BUG: read_csv with engine=pyarrow and numpy-nullable dtype

jbrockmendel · jbrockmendel · commit 98bedc463571 · 2025-08-05T17:49:00.000-07:00
diff --git a/doc/source/whatsnew/v3.0.0.rst b/doc/source/whatsnew/v3.0.0.rst
@@ -814,6 +814,7 @@ I/O
 - Bug in :meth:`read_csv` raising ``TypeError`` when ``index_col`` is specified and ``na_values`` is a dict containing the key ``None``. (:issue:`57547`)
 - Bug in :meth:`read_csv` raising ``TypeError`` when ``nrows`` and ``iterator`` are specified without specifying a ``chunksize``. (:issue:`59079`)
 - Bug in :meth:`read_csv` where the order of the ``na_values`` makes an inconsistency when ``na_values`` is a list non-string values. (:issue:`59303`)
+- Bug in :meth:`read_csv` with ``engine="pyarrow"`` and ``dtype="Int64"`` losing precision (:issue:`56136`)
 - Bug in :meth:`read_excel` raising ``ValueError`` when passing array of boolean values when ``dtype="boolean"``. (:issue:`58159`)
 - Bug in :meth:`read_html` where ``rowspan`` in header row causes incorrect conversion to ``DataFrame``. (:issue:`60210`)
 - Bug in :meth:`read_json` ignoring the given ``dtype`` when ``engine="pyarrow"`` (:issue:`59516`)
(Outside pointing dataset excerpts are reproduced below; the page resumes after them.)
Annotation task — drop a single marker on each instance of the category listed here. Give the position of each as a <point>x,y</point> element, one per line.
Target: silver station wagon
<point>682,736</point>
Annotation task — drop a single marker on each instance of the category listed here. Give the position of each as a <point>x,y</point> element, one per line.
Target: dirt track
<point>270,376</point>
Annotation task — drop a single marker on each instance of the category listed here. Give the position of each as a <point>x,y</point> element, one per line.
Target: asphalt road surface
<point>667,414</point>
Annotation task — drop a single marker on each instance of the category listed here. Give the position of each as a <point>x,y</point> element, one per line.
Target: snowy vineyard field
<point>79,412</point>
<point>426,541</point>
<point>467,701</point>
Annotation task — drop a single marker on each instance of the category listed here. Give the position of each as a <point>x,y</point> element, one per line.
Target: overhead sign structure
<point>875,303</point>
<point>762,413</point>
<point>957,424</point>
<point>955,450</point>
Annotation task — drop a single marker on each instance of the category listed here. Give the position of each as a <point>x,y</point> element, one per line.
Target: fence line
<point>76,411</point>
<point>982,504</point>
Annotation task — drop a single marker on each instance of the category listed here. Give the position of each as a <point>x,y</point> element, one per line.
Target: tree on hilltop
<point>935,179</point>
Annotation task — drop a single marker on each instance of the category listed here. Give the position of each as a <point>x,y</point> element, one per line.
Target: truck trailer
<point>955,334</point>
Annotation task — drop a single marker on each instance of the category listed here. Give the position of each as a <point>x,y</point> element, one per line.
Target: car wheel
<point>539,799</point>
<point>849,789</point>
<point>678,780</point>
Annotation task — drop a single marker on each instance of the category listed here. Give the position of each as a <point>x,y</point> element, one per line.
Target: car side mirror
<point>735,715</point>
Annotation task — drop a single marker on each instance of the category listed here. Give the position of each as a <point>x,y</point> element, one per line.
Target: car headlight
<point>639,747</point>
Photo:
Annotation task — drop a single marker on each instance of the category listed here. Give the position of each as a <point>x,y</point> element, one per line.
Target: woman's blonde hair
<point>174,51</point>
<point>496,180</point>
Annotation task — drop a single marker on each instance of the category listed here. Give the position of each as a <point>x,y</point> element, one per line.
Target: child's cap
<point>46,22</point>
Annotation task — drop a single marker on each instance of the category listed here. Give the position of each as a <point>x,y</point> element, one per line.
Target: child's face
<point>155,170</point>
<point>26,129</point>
diff --git a/pandas/io/parsers/arrow_parser_wrapper.py b/pandas/io/parsers/arrow_parser_wrapper.py
@@ -3,6 +3,8 @@
 from typing import TYPE_CHECKING
 import warnings
 
+import numpy as np
+
 from pandas._libs import lib
 from pandas.compat._optional import import_optional_dependency
 from pandas.errors import (
@@ -12,8 +14,13 @@
 from pandas.util._exceptions import find_stack_level
 
 from pandas.core.dtypes.common import pandas_dtype
+from pandas.core.dtypes.dtypes import (
+    BaseMaskedDtype,
+)
 from pandas.core.dtypes.inference import is_integer
 
+from pandas.core.arrays.string_ import StringDtype
+
 from pandas.io._util import arrow_table_to_pandas
 from pandas.io.parsers.base_parser import ParserBase
 
@@ -140,20 +147,7 @@ def handle_warning(invalid_row) -> str:
             "encoding": self.encoding,
         }
 
-    def _finalize_pandas_output(self, frame: DataFrame) -> DataFrame:
-        """
-        Processes data read in based on kwargs.
-
-        Parameters
-        ----------
-        frame: DataFrame
-            The DataFrame to process.
-
-        Returns
-        -------
-        DataFrame
-            The processed DataFrame.
-        """
+    def _finalize_column_names(self, frame: DataFrame) -> DataFrame:
         num_cols = len(frame.columns)
         multi_index_named = True
         if self.header is None:
@@ -196,6 +190,23 @@ def _finalize_pandas_output(self, frame: DataFrame) -> DataFrame:
             if self.header is None and not multi_index_named:
                 frame.index.names = [None] * len(frame.index.names)
 
+        return frame
+
+    def _finalize_pandas_output(self, frame: DataFrame) -> DataFrame:
+        """
+        Processes data read in based on kwargs.
+
+        Parameters
+        ----------
+        frame: DataFrame
+            The DataFrame to process.
+
+        Returns
+        -------
+        DataFrame
+            The processed DataFrame.
+        """
+
         if self.dtype is not None:
             # Ignore non-existent columns from dtype mapping
             # like other parsers do
@@ -282,14 +293,47 @@ def read(self) -> DataFrame:
 
             table = table.cast(new_schema)
 
+        workaround = False
+        pass_backend = dtype_backend
+        if self.dtype is not None and dtype_backend != "pyarrow":
+            # We pass dtype_backend="pyarrow" and subsequently cast
+            #  to avoid lossy conversion e.g. GH#56136
+            workaround = True
+            pass_backend = "numpy_nullable"
+
         with warnings.catch_warnings():
             warnings.filterwarnings(
                 "ignore",
                 "make_block is deprecated",
                 DeprecationWarning,
             )
             frame = arrow_table_to_pandas(
-                table, dtype_backend=dtype_backend, null_to_int64=True
+                table, dtype_backend=pass_backend, null_to_int64=True
             )
 
+        frame = self._finalize_column_names(frame)
+
+        if workaround and dtype_backend != "numpy_nullable":
+            old_dtype = self.dtype
+            if not isinstance(old_dtype, dict):
+                # e.g. test_categorical_dtype_utf16
+                old_dtype = dict.fromkeys(frame.columns, old_dtype)
+
+            # _finalize_pandas_output will call astype, but we need to make
+            #  sure all keys are populated appropriately.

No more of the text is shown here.